📙 [EN] 2. Pre-reading2: Gerhard von Rad "The Message of the Prophets"

About  a century after Elijah, Amos, Hosea, Isaiah, and Micah appeared on the scene. If the source material for them is compared with that available for their predecessors, we finde that in the eighth century a new factor has emerged. The narrative form of report, which is only kind of source we have for Elijah and Elisha, markedly diminishes, and its place is taken by collections of disconnected sayings, speeches, poems. This difference in the way in which the account of the prophets` activity has been handed on forces us to give some consideration to the literary „form“ in which the memory of their work and preaching has ultimately come down to us, for upon this largely depends the theological evaluation of later ages. 

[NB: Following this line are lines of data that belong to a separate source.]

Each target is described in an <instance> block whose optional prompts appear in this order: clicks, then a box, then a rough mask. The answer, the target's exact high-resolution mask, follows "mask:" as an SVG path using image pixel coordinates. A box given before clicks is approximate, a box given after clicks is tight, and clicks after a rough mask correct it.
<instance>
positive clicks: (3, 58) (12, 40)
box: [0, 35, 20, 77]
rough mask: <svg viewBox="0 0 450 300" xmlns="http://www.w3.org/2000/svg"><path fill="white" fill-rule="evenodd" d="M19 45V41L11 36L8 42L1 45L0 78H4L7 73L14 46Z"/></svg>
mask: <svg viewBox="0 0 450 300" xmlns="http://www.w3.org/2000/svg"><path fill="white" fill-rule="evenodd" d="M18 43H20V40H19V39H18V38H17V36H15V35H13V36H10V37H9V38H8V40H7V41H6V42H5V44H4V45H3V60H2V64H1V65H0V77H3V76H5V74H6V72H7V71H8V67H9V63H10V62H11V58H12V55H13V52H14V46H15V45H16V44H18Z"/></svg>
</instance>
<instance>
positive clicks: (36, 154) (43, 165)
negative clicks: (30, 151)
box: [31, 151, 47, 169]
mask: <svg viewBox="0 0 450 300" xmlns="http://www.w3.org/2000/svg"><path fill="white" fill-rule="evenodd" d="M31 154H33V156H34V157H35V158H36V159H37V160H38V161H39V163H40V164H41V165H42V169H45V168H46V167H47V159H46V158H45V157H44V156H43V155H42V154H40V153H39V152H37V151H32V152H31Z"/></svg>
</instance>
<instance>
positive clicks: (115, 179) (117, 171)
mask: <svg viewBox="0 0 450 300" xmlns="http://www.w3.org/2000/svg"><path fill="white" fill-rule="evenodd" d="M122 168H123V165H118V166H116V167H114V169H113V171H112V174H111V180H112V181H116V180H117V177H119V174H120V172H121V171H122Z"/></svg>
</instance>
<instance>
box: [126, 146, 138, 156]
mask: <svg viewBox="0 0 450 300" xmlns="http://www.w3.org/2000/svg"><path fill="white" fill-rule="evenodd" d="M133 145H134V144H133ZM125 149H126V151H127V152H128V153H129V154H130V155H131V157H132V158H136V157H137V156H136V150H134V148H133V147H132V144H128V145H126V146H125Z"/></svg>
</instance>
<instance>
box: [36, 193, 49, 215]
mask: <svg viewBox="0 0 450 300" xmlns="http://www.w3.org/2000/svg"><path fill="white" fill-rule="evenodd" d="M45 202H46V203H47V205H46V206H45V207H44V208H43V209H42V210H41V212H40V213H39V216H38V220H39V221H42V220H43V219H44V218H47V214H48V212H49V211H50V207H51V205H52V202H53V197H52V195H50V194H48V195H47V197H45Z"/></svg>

Like the historical tradition, the prophetic corpus lies before us in what are, to some extent, very shapeless collections of traditional material, arranged with almost no regard for content or chronological order, and apparently quite unawear of the laws with which we are familiar in the development of European literature.

Ezekiel is the first to give us the benefit of an arrangement according to a chronology based on the time at which the oracles were delivered. Nevertheless, within this vast body of material a differentiation, at once simple and at the same time of great theological importance, is immediately forced upon the reader`s notice. This is the distinction between passages in poetry and passages in prose. While there are exceptions, the prophets` own way of speaking is, as a rule, in poetry: that is to say, it is speech characterized by rhythm and parallelism.

In contrast, passages in which they are not themselves speakers but are the subjects of report, are in prose. There are thus two ways in which the prophets made their contribution to the literature of the Old Testament, or at at any rate to the traditions contained in it; on the one hand there are narratives or collections of narratives which tell of what they did, and on the other oracles or collections of oracles which they themselves delivered.

Accordingly there are two reasons why they attracted the attention both of their own contemporaries and of those who came after them. One was the content of their preaching; the other was there circumstances of their appearance, the conflicts in which they were involved, the Miracles they performed, and their particular encounters with particular people. In cases where both what a prophet himself said and what was reported about him are preserved, it is obviously not always possible to harmonize the accounts, for the point of view of a narrator who sees the prophet involved in them tensions and dramas of public life may be different from that of a group of disciples whose sole interest was to record in correct form oracles whose historical context has been forgotten. This explains, for example, the marked dissimilarity between the picture of isaiah given in the stories told about him (Isa. 36- 39) and that conveyed by his own oracles.

The former is much closer to the popular estimate of him, and scarcely any indication of the enormous intellectual sweep of his preaching as reflected in the oracles. It must also be self-evident that of these two forms of prophetic literature, that of the report is the earlier. Time, some degree of familiarity with the phenomenon of Prophecy itself, and some education into a more spiritual outlook were all needed before it became possible to collect only the prophets` bare words, and to view them in detachment from their historical context, and evaluate them on their own intrinsic merits.